Regardless of the majority’s assertion to the contrary, Gill v. Poe & Brown of Ga., 241 Ga. App. 580 (524 SE2d 328) (1999), is directly on point. In that case, it was determined that the employer did not have a legitimate business interest in preventing the employee’s solicitation of former clients who might have severed their relationship with the employer up to four years before the employee’s termination. Id. at 583 (2). Thus, the nonsolicitation agreement was held to be an unreasonable partial restraint of trade. Id. at 580. The majority tries to distinguish Gill from the present case by stating that “P&C does not rely on a comparable ‘stagnant list’ to protect any of its ‘former clients.’ ” But the existence of a “list,” or rather the lack thereof in the present case, is irrelevant. The point is that to prohibit the employees from business contact with those with whom the employer may have long ceased doing business fails to serve any legitimate business interest of the employer. In the present case, it strains credibility to conclude that P&C has a legitimate business interest in barring a former employee from soliciting and doing any business whatsoever with a customer the employee had served more than a decade prior to termination of employment with P&C.

The majority cites Wiley v. Royal Cup, supra, and Marcoin, Inc. v. Waldron, 244 Ga. 169 (259 SE2d 433) (1979), for its pivotal conclusion that “the critical factor is whether the former employee ever served the customer, not the length of time since he or she may have done so.” But neither case supports such a proposition. In fact, the cases are inapposite; both involved restrictive covenants containing express territorial limitations. Even so, this Court struck down the restrictive covenant at issue in Wiley v. Royal Cup because the overbroad territorial limitation did not serve a legitimate business interest of the employer, and therefore, was unreasonable. Id. at 359 (1).

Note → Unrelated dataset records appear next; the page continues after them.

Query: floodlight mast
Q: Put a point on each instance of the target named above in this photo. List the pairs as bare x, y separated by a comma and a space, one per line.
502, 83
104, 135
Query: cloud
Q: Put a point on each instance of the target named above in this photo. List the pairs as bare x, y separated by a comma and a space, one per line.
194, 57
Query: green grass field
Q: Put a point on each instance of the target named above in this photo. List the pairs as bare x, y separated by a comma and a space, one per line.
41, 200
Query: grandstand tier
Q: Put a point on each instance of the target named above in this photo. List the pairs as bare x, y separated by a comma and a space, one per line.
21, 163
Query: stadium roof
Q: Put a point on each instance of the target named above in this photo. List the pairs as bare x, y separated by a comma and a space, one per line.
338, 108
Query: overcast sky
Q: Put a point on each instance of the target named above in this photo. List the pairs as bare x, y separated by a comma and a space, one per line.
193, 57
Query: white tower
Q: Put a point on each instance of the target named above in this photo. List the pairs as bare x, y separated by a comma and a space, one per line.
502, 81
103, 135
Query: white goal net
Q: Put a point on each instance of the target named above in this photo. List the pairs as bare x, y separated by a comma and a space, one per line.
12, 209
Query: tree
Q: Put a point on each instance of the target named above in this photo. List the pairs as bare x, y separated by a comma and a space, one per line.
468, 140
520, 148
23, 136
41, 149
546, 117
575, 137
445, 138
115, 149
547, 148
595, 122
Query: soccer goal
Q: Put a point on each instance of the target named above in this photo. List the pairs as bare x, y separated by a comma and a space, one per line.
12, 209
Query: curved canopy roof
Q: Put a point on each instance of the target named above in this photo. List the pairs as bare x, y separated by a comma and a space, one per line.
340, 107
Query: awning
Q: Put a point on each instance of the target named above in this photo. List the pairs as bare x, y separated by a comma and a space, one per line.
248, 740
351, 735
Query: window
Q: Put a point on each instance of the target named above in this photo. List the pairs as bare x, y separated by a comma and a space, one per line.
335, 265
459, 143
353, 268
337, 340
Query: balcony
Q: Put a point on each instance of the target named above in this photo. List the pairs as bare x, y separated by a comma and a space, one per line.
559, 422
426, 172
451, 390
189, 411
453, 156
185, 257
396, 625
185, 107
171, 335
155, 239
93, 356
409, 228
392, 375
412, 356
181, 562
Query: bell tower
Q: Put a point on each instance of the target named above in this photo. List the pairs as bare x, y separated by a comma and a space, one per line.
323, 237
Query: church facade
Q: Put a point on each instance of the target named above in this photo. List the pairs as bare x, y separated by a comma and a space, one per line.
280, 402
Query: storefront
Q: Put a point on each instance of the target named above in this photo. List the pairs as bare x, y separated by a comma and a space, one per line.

*487Decided May 8, 2006. Bondurant, Mixson & Elmore, Michael B. Terry, Timothy S. Rigsbee, for appellant. Paul, Hastings, Janofsky & Walker, William K. Whitner, Rogers & Hardin, Hunter R. Hughes III, Ashley R. Hurst, for appellees.

Certainly, an employer has a protectible interest in the customer relationships its former employee established and/or nurtured while employed by the employer, and is entitled to shield itself from the risk that a former employee might attempt to appropriate such customers by virtue of the contacts developed while working for the employer. W.R. Grace & Co. v. Mouyal, supra at 466 (2). But the measures that the employer uses to protect itself from such risk must be reasonably necessary to accomplish that goal. W.R. Grace & Co. v. Mouyal, supra at 465 (1). That is not the case here.

There must be a judicial balancing between the interests of the employer and that of the employee. W.R. Grace & Co. v. Mouyal, supra at 466 (2). Otherwise, the economic environment is compromised. The business climate in this state is ill served by, in essence, penalizing the long-term service of an employee. Unfortunately, the majority, without legal basis, has done so.